Die Einheit der Kirche wiederherstellen
Die politischen und religiösen Spaltungen verhärten sich in Europa nach 1555. Die meisten Fürsten erstreben eine konfessionelle Gleichheit auf ihrem Gebiet. Louis XIV. verlangte in Frankreich : « Un roi, une loi, une foi » (Ein König, ein Gesetz, ein Glaube) ! Die Christen anderer Konfessionen wurden als « Ketzer » betrachtet, mit Gewalt bekehrt, verjagt oder ins Exil gezwungen. Das humanistische Erbe wurde verleugnet. Selbst die Lutheraner betrachteten die Homogeneität in einem Gebiet als unerlässlich.

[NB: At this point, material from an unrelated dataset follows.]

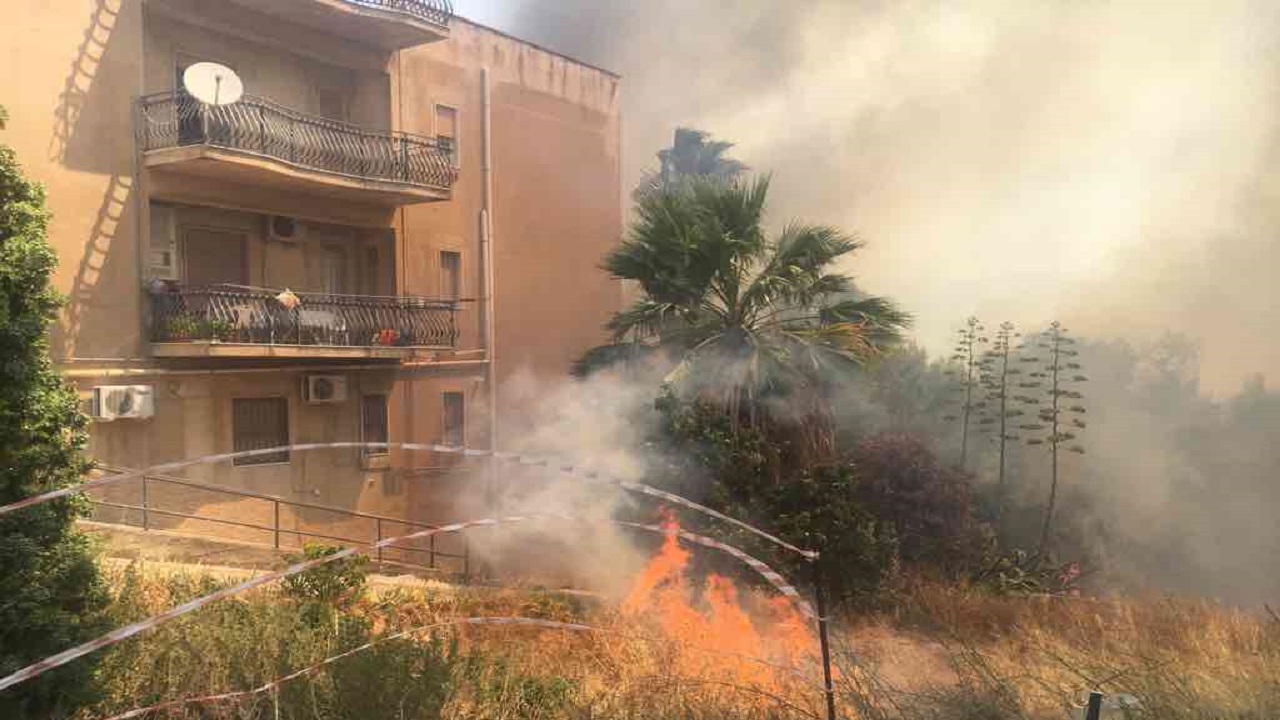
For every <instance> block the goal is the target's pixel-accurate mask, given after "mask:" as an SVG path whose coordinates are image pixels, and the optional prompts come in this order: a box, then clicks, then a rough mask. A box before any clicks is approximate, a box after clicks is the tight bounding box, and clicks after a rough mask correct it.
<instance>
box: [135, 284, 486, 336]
mask: <svg viewBox="0 0 1280 720" xmlns="http://www.w3.org/2000/svg"><path fill="white" fill-rule="evenodd" d="M280 292H282V291H276V290H265V288H252V287H244V286H233V284H218V286H210V287H187V286H182V284H178V283H173V282H160V283H157V284H156V286H155V287H154V288H151V340H152V342H187V341H193V340H207V341H219V342H234V343H242V345H302V346H329V347H334V346H335V347H380V346H388V347H429V348H453V347H457V343H458V336H460V329H458V313H460V310H461V304H460V302H458V301H456V300H435V299H428V297H413V296H403V297H383V296H378V297H375V296H358V295H328V293H316V292H294V293H292V295H293V297H296V299H297V302H296V304H293V306H292V307H291V306H285V305H284V304H282V302H280V300H279V296H280Z"/></svg>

Das Engagement Melanchthons für die Bewahrung der Einheit der Kirche wurde eine Zeit lang vergessen. Man hielt ihn oft für einen Mitarbeiter Luthers. Die Aufklärung entdeckte ihn wieder. Er wurde dann als ein Theologe betrachter, der die Vernunft und die Kultur sehr schätzte und von daher Wege öffnete, um die kirchlichen Streitigkeiten zu überwinden.

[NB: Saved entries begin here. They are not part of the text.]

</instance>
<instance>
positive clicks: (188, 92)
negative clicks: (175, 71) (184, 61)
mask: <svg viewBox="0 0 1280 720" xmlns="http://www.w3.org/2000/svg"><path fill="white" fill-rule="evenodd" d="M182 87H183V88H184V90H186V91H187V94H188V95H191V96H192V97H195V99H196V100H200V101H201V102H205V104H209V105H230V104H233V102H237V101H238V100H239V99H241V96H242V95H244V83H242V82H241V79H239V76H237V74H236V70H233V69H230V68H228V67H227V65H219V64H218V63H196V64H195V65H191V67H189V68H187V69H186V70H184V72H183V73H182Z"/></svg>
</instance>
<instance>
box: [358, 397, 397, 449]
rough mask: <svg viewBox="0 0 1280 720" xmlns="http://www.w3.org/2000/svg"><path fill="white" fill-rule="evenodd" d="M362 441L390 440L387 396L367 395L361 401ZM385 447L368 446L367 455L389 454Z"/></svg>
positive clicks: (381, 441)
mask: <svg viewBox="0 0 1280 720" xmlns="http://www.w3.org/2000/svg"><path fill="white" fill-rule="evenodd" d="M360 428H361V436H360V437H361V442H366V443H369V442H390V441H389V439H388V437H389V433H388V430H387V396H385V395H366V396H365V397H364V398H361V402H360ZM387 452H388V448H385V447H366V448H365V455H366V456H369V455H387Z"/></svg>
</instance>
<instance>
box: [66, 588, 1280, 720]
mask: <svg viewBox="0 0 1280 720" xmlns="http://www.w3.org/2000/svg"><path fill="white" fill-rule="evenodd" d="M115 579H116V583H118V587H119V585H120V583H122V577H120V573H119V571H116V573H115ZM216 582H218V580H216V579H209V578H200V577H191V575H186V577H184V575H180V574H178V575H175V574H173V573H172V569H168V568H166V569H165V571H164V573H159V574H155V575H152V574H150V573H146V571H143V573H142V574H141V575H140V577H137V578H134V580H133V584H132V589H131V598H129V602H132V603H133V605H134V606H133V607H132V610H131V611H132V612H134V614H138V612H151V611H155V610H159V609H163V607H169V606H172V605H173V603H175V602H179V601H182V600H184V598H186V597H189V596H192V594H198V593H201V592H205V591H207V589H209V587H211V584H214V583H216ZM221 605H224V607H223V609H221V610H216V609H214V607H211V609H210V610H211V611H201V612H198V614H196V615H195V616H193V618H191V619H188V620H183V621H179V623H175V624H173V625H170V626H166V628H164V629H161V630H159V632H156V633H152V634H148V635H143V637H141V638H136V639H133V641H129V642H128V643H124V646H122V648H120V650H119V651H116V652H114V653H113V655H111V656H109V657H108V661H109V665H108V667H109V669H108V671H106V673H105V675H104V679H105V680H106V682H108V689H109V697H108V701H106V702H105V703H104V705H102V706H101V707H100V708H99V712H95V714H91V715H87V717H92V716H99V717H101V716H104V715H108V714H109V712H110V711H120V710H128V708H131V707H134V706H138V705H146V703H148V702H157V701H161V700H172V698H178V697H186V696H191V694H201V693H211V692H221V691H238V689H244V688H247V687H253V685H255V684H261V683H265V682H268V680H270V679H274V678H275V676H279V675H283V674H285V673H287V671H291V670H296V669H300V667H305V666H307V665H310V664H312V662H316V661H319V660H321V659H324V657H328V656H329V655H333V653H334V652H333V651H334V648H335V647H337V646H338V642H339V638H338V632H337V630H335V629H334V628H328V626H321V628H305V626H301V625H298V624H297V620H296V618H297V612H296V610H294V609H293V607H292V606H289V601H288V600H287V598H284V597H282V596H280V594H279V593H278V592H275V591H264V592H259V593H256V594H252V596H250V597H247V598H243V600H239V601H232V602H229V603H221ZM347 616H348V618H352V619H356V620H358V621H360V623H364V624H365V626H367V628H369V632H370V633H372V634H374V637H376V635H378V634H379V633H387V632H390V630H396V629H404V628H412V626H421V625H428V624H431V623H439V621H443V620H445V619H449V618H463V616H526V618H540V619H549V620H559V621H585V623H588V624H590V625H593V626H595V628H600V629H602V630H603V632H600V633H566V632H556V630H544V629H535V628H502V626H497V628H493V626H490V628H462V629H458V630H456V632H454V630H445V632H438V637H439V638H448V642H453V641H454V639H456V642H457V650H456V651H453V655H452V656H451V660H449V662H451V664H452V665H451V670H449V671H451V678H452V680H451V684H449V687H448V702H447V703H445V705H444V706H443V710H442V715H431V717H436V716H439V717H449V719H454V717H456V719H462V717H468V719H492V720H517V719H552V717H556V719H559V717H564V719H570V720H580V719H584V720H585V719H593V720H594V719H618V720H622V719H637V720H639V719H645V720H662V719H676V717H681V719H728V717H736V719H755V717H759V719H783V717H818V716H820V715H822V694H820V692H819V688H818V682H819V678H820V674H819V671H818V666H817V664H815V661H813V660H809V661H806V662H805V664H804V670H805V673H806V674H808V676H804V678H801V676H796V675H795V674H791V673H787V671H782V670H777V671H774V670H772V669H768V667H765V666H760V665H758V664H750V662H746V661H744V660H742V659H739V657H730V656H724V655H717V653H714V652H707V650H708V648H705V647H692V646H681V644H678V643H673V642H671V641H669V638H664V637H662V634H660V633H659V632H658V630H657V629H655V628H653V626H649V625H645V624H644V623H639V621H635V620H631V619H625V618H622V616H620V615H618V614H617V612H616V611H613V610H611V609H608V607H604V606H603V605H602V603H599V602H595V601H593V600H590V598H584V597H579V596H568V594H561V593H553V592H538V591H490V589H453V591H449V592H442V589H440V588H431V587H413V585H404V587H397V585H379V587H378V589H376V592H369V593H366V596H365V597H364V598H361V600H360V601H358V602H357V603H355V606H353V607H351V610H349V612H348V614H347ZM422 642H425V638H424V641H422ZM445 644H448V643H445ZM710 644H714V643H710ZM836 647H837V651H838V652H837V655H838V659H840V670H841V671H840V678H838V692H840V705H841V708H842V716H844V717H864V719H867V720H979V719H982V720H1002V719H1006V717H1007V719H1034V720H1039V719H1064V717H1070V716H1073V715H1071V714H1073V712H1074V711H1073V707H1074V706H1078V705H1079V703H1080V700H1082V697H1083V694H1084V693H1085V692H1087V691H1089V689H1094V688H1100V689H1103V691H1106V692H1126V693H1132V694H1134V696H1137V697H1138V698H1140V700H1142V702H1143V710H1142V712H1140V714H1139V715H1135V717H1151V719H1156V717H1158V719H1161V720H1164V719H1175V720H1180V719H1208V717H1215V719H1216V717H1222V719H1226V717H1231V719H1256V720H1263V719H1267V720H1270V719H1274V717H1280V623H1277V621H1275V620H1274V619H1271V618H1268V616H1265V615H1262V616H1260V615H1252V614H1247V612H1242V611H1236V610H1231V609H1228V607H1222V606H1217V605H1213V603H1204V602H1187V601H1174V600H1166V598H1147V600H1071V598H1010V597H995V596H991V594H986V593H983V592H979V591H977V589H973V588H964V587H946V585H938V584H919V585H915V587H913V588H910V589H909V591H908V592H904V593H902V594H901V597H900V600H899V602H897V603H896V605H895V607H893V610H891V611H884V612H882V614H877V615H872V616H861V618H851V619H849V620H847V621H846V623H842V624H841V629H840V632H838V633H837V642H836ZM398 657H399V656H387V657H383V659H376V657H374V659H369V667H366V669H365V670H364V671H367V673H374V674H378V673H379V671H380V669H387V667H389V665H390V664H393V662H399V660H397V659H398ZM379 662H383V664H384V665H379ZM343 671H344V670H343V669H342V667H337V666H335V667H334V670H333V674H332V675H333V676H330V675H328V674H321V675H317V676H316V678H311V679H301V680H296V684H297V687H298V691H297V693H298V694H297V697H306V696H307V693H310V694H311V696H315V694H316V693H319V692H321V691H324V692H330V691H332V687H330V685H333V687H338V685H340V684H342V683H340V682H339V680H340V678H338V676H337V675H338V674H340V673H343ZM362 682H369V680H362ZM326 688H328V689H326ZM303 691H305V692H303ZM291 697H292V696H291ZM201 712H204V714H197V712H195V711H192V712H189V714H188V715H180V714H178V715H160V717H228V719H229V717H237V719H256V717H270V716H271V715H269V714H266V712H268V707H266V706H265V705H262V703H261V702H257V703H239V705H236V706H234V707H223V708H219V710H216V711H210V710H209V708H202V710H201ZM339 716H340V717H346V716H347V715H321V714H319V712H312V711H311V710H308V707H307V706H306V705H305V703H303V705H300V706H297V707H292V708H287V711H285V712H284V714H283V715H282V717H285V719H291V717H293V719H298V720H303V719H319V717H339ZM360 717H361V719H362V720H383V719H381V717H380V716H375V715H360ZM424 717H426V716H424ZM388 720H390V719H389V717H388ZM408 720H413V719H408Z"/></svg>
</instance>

Im 19. Jahrhundert bildeten sich in zahlreichen Regionen Deutschlands unierte Kirchen. Melanchthon wird dort oft als ihr geistiger Vater angesehen. Die erste wissenschaftliche Ausgabe seiner Werke und Briefe wurde nun dem Corpus Reformatorum hinzugefügt. Der 400.Todestag führte 1960 zur Gründung des Studienzentrums Melanchthon in Heidelberg dank dessen die Briefwechsel Melanchthons herausgegeben werden konnten.
Heute hebt man gern die besondere Eigenartigkeit des Schülers Luthers hervor : er war immer bemüht, die Reformation und den Humanismus, die Kultur und den Glauben zusammenzuhalten. Sein Eintreten für die Einheit der Kirche wird als ein ökumenisches Engagement betrachtet.